The school is still walkable, but it would be a longer walk. More like 15-20 minutes instead of 10. Definitely doable, but I’m hesitant on committing to that twice a day in who knows what kind of weather.
3) It would also change our vacation planning. We’d be stuck on the school schedule for holidays. We are looking at many years of this going forward. Do I really want to commit before I have to?
4) Mac would have to make his own arrangements. The school doesn’t start until 3. That means if I want something for Mac, I’d be looking at two school drops. Yikes. Unsubscribe.
We were offered a place, but spoiler alert (or spoilert as Henry says), we decided to turn it down. Core seems like a great school, but probably not a great fit for us at the moment.
Option 2: Go full on Italian
It is my understanding that we are eligible for the almost-free Italian public preschool here. We would have to do an onerous application process that I believe would be in February. No guarantee of getting a spot or a convenient school.
Pros: Very cheap. Henry would get all the language immersion he ever wanted.
Cons: It would be full day. I’m not sure I’m ready for full day every day. I imagine that the language barrier could be stressful for Henry, at least in the early days. I’m sure it would be stressful for me.
Maybe we’ll try it out. I know some people who have done it. I need to follow up with them to get more deets.
Option 3: More of the same
We could continue with our current situation which I do generally like. Henry has some friends there. I know the routine. Mac would be able to attend as well. It is convenient and affordable.
One of my friends asked why we would want to do something different. I think my quest started when Henry had a really rocky month after we started back post-summer break. After everything had been hunky dory, he was a mess going to school. Getting out of the house was a disaster. They had to peel him off of me. Every. Single. Time.
He had just moved up a class, and I worried that maybe something wasn’t working out with his new teachers. But now it seems like things are fine. Go figure.
I also sometimes worry that this isn’t the best I could be doing. I’m not very concerned with any sort of pre-academics. I basically want Henry to have more opportunity to hang with other kids and do kid stuff. The problem is the language barrier. Yes, they can play, and yes, some kids speak English, but Henry can’t really get into imaginative role play. They just can’t communicate on that level.

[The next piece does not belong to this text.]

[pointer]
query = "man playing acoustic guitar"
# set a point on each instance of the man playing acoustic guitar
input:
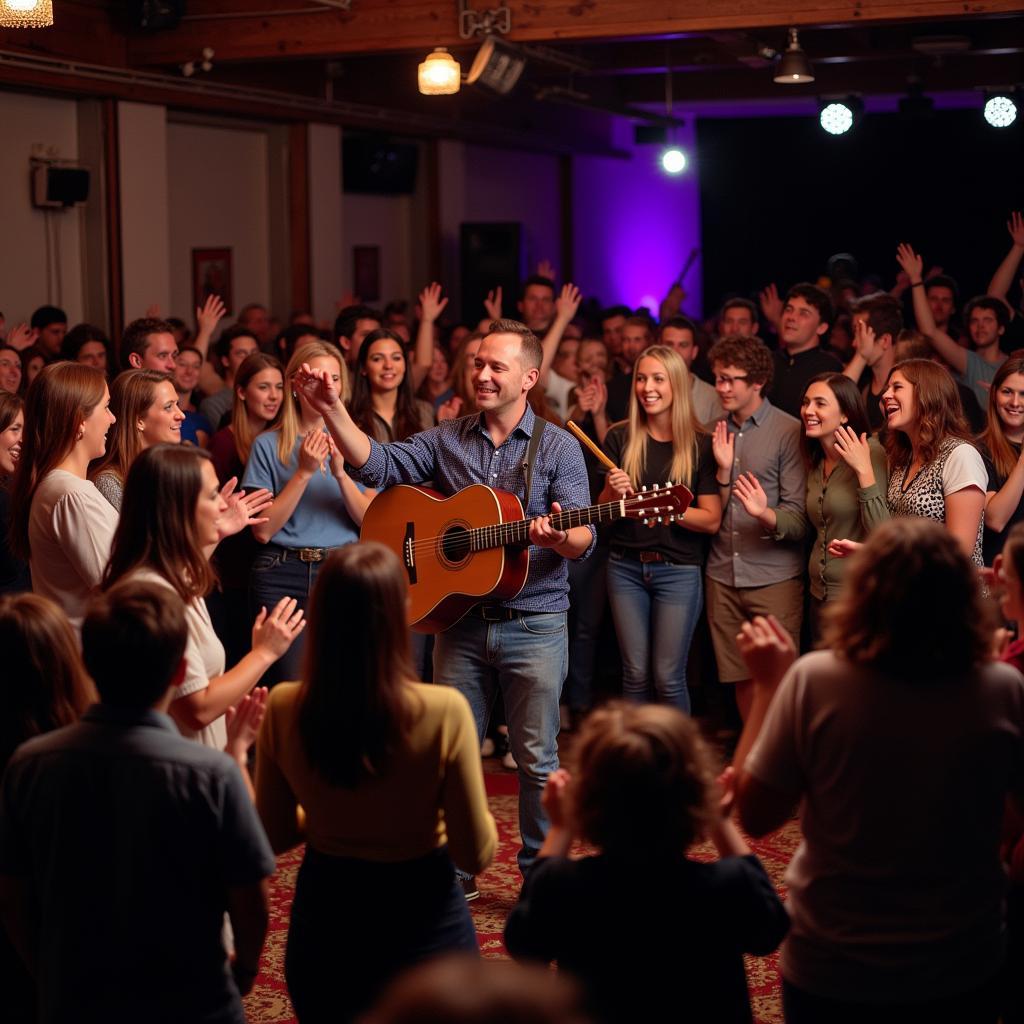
(517, 645)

I’m also not very concerned with Henry becoming fluent in Italian. I’d love for him to have exposure, and it would be great if he picked some up, but it isn’t an overarching goal. With the current deal, however, he isn’t getting as much Italian as he could. The school has been hiring lots of native English speakers so that the Italians kids get language exposure. Makes sense. But it means that Henry isn’t getting as much Italian as he could.
So is it worst of both worlds? More limited opportunities to interact because of the language barrier without as much actual language exposure? I don’t know.
I also worry that they are going to cancel baby parking at some point for me. If that happens, we’ll have to crunch some numbers to see if we want to pay the full monthly fee for one or two children. Day care here is definitely cheaper than DC. But it is more expensive than not doing anything.
Option 4: ?
Sometimes I think that maybe I want more time with the kids. They are going to be in school soon. Maybe I shouldn’t rush it. Maybe we should renew our zoo membership and get a membership to Explora and just put together our own routine. I still loathe dealing with art supplies, but I could get better?
I mean there are so many cool things to learn! The other day I looked at volcano videos with Henry. I got to see someone see a volcano erupting for the first time. Blew my mind a little. Like the metaphorical magma transforming into lava as it hit the air.
Or maybe there is some other school solution I haven’t thought of yet. Whatever we do, I hope it all works out in the end. Education probably doesn’t really matter that much anyway.
Any words of wisdom? Agonized on your own school solution? I guess I knew this would be a thing; I just thought I had more time!